1. Computation of derivative: We have $f'(x) = 1 - 2\cos x$. This is periodic with period $2\pi$. Thus, the pattern of points of local extrema and intervals of increase/decrease repeats after every interval of length $2\pi$.
2. Points where $f'$ is not defined: This problem doesn't arise because $f'$ is defined everywhere in the interior of the domain.
3. Points where $f'$ takes the value zero: We need to solve $2\cos x = 1$. The only solution in $[0,\pi]$ is $\arccos (1/2) = \pi/3$, hence the only solutions in $[0,2\pi]$ are $\pi/3$ and $2\pi - \pi/3$. Translating these by $2\pi$, we see that there are six points in the interval $[0,6\pi]$ where $f'$ is zero: $\pi/3, 2\pi - \pi/3, 2\pi + \pi/3, 4\pi - \pi/3, 4\pi + \pi/3, 6\pi - \pi/3$.
4. Critical points for $f$: Combining (2) and (3), the list is $\pi/3, 2\pi - \pi/3, 2\pi + \pi/3, 4\pi - \pi/3, 4\pi + \pi/3, 6\pi - \pi/3$.

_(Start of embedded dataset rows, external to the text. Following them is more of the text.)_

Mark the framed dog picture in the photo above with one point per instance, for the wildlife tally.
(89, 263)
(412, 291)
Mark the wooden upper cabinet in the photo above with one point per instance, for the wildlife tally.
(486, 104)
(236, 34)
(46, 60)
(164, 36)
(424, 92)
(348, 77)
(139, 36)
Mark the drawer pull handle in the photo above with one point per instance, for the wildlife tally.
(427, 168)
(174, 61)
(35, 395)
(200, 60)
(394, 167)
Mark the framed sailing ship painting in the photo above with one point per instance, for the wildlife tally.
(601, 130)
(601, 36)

5. We are interested in the sign of $f'$ on two types of intervals: intervals that are $2\pi$-translates of $(\pi/3,2\pi - \pi/3)$ and intervals that are $2\pi$-translates of $(-\pi/3,\pi/3)$ (Note that although $-\pi/3$ is not in the domain of the original function, we can extend the function to it using the same definition to make our sign analysis smoother).

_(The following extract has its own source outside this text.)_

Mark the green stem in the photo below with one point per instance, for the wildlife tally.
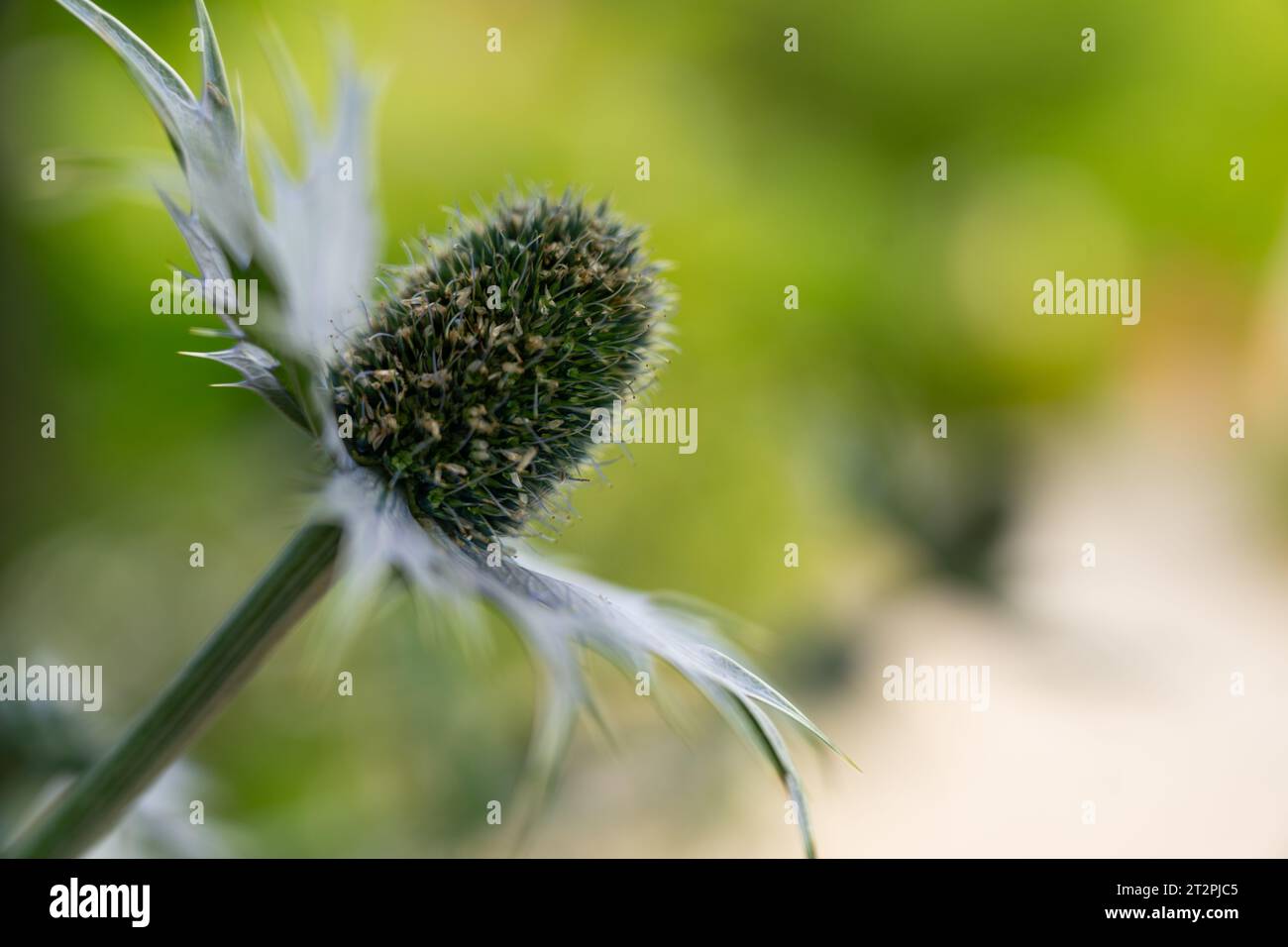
(295, 579)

• On intervals that are $2\pi$-translates of $(\pi/3,2\pi - \pi/3)$, we have $2 \cos x < 1$, so $f'(x) > 0$.
• On intervals that are $2\pi$-translates of $(- \pi/3, \pi/3)$, we have $2 \cos x > 1$, so $f'(x) < 0$.

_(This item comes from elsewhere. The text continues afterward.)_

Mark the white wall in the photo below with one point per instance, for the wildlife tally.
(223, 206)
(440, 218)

6. Nature of local extreme values:
• The points $\pi/3, 2\pi + \pi/3, 4\pi + \pi/3$ all have $f'(x) < 0$ on the immediate left and $f'(x) > 0$ on the immediate right, so each of these is a point of local minimum for the function $f$.
• The points $2\pi - \pi/3, 4\pi - \pi/3, 6\pi - \pi/3$ all have $f'(x) > 0$ on the immediate left and $f'(x) < 0$ on the immediate right, so each of these is a point of local maximum for the function $f$.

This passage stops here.